Different mechanisms in the storage of spatial memory

- A photograph in which my hands are blurred as I flail about. I am about to fall on my stomach. As a memory, it is amusing, but not very instructive. However, if it had been taken with an action camera, unlike a video, we would now be able to see what happened in the seconds before and after the shutter button was pressed. It is a useful technology if we want to capture both the cause and the effect.

The previous example highlights one of the weaknesses of the classic Hebbian learning model. According to this model, learning only occurs through the millisecond timing of nerve cell activity and repeated repetition. If this is true, then how can one-time experiences such as seeing a bear and being slapped be learned?

This highlights the significance of a study published in 2017 by Jeff Magee's laboratory (Jenilia Farm)¹, which describes for the first time a synaptic learning mode corresponding to the behavioral time scale of living organisms (behavior time scale synaptic plasticity, BTSP) in the case of hippocampal place memory cells that record spatial position. Previously, another study² from the same research institute, Albert Lee's lab, presented the role of synaptic learning without BTSP (non-BTSP) in the formation of place memory.

Both observations are fundamental and indisputable.
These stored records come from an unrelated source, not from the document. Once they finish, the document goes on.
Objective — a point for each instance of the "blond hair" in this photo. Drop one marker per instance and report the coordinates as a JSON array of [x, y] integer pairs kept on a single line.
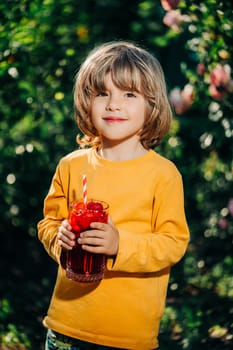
[[133, 69]]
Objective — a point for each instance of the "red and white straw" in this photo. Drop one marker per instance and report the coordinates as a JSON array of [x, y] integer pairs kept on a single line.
[[85, 189]]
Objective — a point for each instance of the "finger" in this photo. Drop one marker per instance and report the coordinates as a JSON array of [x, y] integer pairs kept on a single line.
[[93, 249], [99, 225], [93, 241], [110, 220]]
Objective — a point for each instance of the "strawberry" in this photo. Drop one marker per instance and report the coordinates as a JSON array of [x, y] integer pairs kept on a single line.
[[96, 206]]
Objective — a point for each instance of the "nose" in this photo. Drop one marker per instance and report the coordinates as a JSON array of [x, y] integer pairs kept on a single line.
[[113, 103]]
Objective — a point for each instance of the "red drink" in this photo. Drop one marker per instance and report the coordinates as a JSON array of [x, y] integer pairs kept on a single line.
[[83, 266]]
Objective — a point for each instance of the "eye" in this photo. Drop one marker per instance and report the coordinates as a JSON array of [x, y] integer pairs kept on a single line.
[[130, 94], [101, 94]]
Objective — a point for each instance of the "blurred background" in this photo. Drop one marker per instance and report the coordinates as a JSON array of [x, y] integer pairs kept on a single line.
[[42, 43]]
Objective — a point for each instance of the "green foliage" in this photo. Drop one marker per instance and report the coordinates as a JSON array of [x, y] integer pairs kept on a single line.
[[42, 43]]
However, due to the technological level of the time, they are based on only a few observed cases. We investigated the contradiction between them using modern technology capable of recording the activity of thousands of hippocampal cells over several consecutive days. Using genetic tools and advanced microscopy, we visualized the intracellular calcium ion level fluctuations accompanying nerve cell activity while mice performed orientation tasks in a virtual reality system. Using computational tools, we were able to record and classify thousands of events in which a hippocampal pyramidal cell suddenly became a place memory cell or added a new location to its list of familiar places, as indicated by increased activity.

What do the results show? How are cell-level place memories ultimately created? The answer is unique: both!

After 163 navigation experiments with 45 animals and the observation and rigorous classification of 22,325 place memory cells, we observed 311 BTSP-based and 58 non-BTSP-based learning events while the mice walked through a familiar corridor.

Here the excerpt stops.